When the electricity used in this process comes from a renewable source like wind or solar, some call it “green” or “renewable” hydrogen. Today, the majority of hydrogen production is based on fossil fuels.

In August 2021, oil and gas giant bp said that “large-scale production of green hydrogen and green ammonia using renewable energy” has become technically feasible in Australia.

The energy supermajor’s conclusion was based on the results of a feasibility study announced in May 2020, supported by the Australian Renewable Energy Agency, solar developer Lightsource bp and professional services firm GHD Advisory.

For its part, FFI said Monday that industrial-scale green hydrogen “has been constrained by the lack of renewable supply to power the process of harvesting hydrogen from water through electrification.”

Commenting on the proposals, Mark Hutchinson, CEO of FFI, said Australia’s natural resources – including sun, wind and landmass – are unrivaled “in terms of their potential for green energy production” and “green hydrogen in particular”.

“For the first time, the North Queensland Super Hub will provide the amount of renewable energy we need to support large-scale green hydrogen production right here in Queensland,” he added.

Ambitious, but still to do

The news from Australia comes as other major economies look to develop green hydrogen plans.

For example, the European Commission has announced that 40 GW of electrolysers for renewable hydrogen will be installed in the EU by 2030.

Chancellor Olaf Scholz described green hydrogen as “one of the most important technologies for a climate-neutral world” during a discussion at the COP27 climate conference in Egypt last week.

“Green hydrogen is key to decarbonizing our economies, especially for sectors that are difficult to electrify, such as steel production, chemical industry, heavy shipping and aviation,” Scholz added, before acknowledging that it would take a significant amount of work for the sector to mature .

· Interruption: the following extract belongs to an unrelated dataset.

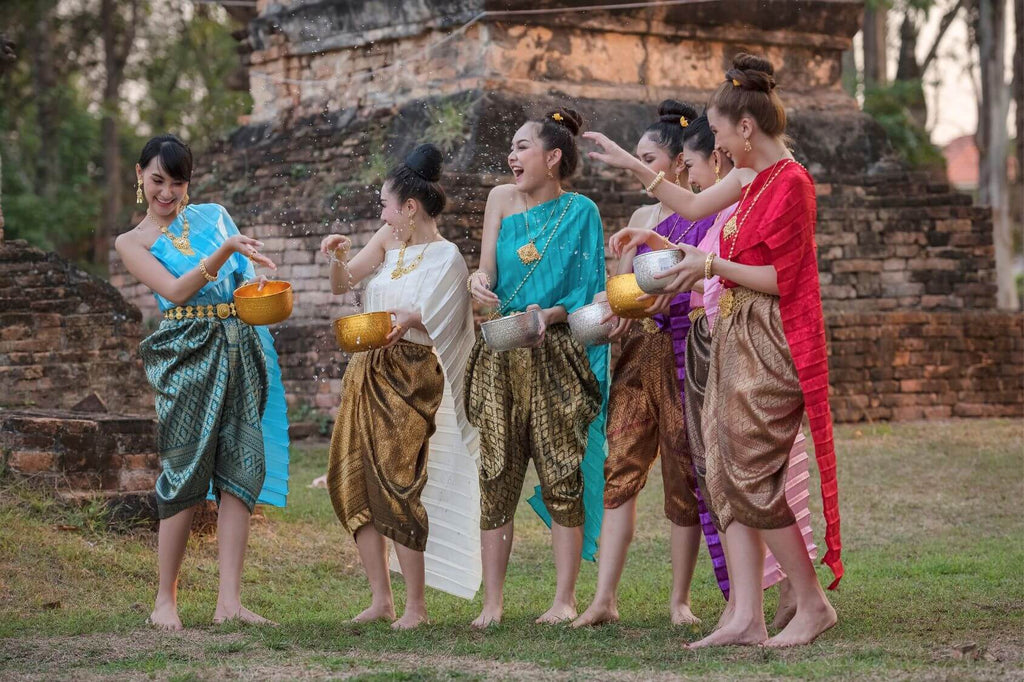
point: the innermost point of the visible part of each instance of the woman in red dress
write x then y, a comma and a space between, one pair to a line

“Of course, green hydrogen is still a young industry, its production is currently too expensive compared to fossil fuels,” he said. “There’s also a ‘chicken-and-egg’ dilemma of supply and demand, where market players block each other and wait for the other to move.”

Also on the podium was Christian Bruch, CEO of Siemens energy. “Hydrogen will be essential for decarbonizing the…industry,” he said.

“The question for us now is how do we do that in a world that is still economically fueled by hydrocarbons,” he added. “So it takes extra effort to get green hydrogen projects up and running.”